Die deutsche Fregatte "Sachsen". Auch sie war bereits für die Operation "Sophia" im Einsatz.

(Foto: dpa)
  • Die Schiffe der EU-Rettungsmission "Sophia" sollen vorerst alle in Häfen einlaufen.
  • In Brüssel verweist man auf die zentrale Funktion der "Sophia" genannten Mission und kündigt an, Lösungen für das Problem zu suchen.

Die EU-Marine-Mission "Sophia" kann vorerst bis Ende August fortgeführt werden. Nach der Drohung Italiens, seine Häfen für Schiffe des EU-Einsatzes mit im Mittelmeer geretteten Flüchtlingen zu schließen, werde der Einsatz beibehalten. Das berichtet die Nachrichtenagentur AFP nach einem Krisentreffen aus EU-Kreisen.

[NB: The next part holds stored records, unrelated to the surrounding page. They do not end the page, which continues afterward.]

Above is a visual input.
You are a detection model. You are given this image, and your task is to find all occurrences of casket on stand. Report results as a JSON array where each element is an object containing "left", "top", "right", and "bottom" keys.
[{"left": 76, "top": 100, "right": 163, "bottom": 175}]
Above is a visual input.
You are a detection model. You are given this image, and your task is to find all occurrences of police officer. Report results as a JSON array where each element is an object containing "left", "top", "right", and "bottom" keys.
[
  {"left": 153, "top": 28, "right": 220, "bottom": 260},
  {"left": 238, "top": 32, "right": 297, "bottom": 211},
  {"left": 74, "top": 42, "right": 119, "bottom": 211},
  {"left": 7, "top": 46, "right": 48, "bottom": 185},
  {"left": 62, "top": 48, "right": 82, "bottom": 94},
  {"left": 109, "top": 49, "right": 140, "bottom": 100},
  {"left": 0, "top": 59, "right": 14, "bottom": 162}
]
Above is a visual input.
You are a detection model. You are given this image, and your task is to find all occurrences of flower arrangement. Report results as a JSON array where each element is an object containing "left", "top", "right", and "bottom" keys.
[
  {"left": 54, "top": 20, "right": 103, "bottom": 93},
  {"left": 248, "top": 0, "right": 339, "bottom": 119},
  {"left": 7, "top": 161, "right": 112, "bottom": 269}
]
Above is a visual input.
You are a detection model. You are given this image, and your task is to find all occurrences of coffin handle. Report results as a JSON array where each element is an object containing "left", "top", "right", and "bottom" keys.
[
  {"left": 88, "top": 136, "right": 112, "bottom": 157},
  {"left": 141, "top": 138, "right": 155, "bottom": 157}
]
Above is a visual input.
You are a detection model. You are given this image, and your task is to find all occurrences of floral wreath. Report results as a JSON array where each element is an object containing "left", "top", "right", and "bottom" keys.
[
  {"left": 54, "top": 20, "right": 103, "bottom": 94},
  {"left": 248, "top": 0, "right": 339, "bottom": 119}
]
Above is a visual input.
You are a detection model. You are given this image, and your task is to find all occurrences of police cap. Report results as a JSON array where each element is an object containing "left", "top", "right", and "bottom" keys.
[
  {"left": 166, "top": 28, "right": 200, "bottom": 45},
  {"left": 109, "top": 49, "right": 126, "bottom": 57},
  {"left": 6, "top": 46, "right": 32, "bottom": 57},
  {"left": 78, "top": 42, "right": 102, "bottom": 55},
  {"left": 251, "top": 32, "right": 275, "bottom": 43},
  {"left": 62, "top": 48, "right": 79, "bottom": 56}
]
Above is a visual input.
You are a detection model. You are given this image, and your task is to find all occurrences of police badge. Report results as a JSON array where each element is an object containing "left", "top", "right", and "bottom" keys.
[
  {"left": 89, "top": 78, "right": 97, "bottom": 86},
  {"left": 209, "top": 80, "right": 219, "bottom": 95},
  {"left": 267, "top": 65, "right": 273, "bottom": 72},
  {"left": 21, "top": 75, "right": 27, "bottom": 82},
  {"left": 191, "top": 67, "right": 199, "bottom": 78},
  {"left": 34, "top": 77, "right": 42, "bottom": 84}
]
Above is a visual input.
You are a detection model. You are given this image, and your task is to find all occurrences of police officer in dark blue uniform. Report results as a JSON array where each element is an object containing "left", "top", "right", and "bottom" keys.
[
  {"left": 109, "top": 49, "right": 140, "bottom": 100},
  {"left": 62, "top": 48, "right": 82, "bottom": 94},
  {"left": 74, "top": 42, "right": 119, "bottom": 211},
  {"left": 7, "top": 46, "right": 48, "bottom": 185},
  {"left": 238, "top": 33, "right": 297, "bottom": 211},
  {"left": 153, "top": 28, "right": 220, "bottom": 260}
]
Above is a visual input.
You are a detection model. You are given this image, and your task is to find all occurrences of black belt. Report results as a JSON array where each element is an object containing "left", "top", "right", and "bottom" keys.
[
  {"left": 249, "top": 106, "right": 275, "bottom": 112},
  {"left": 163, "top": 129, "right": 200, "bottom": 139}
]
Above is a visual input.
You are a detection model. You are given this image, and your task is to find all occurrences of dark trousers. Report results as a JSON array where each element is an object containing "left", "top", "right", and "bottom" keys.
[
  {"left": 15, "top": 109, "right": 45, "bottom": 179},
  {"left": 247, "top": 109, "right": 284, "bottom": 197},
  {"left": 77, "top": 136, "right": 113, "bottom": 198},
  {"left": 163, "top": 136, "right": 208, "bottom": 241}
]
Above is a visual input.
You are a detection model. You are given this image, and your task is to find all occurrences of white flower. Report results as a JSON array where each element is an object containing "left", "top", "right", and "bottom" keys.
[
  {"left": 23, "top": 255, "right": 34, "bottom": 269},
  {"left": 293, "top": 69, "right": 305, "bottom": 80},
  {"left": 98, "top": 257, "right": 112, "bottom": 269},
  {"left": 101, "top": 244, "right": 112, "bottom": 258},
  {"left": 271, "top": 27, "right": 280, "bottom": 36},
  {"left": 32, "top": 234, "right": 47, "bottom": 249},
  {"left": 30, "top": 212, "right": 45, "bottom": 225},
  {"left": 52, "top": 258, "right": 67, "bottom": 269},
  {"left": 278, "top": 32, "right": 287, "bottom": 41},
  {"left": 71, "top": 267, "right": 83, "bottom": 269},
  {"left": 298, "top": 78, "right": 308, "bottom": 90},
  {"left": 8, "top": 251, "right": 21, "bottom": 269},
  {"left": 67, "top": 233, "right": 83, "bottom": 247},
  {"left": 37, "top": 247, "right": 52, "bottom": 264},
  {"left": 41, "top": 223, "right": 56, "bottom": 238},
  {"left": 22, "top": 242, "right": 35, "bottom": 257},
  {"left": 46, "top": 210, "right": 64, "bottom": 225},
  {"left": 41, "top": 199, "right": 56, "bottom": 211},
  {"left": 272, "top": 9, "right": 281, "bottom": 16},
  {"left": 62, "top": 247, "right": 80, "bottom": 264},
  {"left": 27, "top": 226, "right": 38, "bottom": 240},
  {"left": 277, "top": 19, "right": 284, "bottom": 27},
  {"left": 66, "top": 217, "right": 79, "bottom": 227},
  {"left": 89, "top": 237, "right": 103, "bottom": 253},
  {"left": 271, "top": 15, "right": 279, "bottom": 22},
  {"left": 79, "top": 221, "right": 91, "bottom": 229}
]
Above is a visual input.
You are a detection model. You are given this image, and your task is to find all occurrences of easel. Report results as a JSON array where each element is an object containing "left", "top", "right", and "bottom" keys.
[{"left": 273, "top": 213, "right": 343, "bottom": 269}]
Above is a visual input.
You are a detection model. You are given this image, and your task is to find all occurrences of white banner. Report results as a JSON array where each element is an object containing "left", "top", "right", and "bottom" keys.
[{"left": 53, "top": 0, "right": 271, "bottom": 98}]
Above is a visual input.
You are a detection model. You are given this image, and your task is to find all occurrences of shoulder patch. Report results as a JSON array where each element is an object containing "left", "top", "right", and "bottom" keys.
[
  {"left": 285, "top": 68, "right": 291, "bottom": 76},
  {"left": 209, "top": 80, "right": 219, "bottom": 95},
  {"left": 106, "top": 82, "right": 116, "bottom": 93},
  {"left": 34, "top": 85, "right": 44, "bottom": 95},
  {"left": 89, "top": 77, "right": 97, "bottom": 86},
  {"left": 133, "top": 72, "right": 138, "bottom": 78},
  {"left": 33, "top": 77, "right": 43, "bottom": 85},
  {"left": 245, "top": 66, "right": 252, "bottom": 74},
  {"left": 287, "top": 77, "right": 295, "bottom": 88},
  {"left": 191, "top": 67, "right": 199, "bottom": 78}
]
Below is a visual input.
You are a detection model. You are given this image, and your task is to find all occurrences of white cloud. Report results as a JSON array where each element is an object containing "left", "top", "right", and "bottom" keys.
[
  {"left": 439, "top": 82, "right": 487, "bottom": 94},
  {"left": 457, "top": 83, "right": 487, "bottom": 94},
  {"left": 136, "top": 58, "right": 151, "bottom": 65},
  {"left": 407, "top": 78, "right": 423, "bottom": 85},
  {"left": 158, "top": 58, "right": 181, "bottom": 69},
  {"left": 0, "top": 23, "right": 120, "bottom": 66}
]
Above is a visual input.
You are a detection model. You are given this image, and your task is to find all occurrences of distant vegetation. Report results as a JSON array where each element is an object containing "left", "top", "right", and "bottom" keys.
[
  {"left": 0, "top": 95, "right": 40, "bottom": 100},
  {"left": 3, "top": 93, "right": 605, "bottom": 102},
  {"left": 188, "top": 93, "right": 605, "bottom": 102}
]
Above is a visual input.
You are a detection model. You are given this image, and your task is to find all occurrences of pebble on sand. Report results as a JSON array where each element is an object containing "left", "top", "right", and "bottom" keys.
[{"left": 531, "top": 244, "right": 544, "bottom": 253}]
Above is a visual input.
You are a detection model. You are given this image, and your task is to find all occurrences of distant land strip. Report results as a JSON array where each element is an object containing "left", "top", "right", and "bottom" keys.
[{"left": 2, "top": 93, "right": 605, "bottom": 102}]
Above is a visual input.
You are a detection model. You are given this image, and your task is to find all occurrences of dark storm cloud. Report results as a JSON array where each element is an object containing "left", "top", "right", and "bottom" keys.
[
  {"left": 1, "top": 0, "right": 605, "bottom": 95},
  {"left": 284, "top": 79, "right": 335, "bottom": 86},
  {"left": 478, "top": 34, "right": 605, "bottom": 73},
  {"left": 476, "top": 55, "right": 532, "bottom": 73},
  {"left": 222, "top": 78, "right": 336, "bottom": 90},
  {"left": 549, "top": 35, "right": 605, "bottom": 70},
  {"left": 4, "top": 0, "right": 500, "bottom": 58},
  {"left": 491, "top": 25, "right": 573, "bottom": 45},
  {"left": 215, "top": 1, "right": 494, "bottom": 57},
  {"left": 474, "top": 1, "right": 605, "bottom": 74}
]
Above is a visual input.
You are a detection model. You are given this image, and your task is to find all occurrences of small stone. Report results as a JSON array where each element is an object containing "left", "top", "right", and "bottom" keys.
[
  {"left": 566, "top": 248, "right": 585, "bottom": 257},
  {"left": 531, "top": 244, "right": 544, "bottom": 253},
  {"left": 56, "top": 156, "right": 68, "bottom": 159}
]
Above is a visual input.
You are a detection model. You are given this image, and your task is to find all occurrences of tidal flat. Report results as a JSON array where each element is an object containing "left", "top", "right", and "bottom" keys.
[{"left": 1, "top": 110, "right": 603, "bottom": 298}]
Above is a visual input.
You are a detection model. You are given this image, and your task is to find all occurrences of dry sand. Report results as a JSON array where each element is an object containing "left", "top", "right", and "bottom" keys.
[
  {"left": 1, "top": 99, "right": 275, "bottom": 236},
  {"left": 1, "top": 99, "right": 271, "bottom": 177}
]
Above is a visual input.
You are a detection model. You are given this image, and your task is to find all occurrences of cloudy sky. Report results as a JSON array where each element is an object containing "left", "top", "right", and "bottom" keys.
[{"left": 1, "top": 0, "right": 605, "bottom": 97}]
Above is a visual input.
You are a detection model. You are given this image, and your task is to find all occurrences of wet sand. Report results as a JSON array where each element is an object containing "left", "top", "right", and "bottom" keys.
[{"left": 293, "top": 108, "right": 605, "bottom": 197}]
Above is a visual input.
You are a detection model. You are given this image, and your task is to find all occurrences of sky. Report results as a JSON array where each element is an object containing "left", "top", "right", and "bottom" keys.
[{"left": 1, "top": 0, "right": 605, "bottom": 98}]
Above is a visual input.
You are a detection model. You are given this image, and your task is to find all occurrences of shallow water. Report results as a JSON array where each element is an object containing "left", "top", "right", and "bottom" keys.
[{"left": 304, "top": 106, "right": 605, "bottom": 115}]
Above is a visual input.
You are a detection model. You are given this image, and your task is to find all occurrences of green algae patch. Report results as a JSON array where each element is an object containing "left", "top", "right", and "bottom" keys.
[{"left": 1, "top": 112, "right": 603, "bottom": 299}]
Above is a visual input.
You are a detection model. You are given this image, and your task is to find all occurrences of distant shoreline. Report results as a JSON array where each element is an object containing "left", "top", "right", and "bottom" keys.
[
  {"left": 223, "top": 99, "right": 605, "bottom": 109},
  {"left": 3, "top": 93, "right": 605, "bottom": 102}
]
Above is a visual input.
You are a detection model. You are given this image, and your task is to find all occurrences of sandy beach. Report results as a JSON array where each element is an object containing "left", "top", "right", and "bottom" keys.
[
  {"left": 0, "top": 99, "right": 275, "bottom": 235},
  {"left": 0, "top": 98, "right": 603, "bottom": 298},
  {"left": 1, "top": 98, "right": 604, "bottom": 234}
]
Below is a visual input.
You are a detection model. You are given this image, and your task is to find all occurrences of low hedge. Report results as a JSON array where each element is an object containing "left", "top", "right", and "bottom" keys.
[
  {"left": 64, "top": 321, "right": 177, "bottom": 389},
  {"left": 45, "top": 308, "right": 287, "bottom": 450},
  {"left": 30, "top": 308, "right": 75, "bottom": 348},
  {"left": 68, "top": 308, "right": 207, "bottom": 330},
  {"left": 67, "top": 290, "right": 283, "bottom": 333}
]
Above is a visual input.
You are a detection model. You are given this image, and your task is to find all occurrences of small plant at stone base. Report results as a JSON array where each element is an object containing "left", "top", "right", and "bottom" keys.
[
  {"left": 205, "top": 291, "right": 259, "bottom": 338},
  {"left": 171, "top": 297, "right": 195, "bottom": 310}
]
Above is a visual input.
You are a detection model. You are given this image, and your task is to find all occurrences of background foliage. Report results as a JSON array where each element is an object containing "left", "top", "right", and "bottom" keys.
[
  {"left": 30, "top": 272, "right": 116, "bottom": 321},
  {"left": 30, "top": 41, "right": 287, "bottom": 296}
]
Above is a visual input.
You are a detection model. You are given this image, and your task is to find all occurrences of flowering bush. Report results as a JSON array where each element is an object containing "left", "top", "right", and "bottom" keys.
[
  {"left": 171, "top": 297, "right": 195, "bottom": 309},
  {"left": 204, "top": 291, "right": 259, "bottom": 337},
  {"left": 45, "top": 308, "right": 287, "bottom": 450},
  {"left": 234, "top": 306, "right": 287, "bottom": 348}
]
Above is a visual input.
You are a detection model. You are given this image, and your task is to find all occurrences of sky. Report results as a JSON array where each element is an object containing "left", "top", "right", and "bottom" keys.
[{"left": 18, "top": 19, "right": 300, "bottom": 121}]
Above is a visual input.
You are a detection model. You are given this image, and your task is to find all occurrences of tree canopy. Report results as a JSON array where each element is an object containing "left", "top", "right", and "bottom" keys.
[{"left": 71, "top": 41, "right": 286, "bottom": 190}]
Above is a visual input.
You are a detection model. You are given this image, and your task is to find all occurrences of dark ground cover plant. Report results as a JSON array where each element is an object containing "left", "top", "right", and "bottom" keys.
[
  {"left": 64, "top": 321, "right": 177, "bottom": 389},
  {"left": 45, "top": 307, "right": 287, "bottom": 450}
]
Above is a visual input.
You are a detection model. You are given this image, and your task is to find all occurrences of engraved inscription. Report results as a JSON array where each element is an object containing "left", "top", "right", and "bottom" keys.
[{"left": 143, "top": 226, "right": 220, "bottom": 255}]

Mehrere Diplomaten wiesen Medienberichte zurück, dass die Mission vorerst gestoppt worden sei. Richtig sei aber, dass der Kommandant des Einsatzes die Schiffe nach der ersten EU-Sitzung am Mittwoch zunächst in die Häfen zurückbeordert habe, sagte ein Ländervertreter demnach.

Für das deutsche Marineschiff "Mosel" hatte der Befehl zunächst keine Konsequenzen, da es derzeit im Hafen von Souda an der Küste der griechischen Insel Kreta liegt.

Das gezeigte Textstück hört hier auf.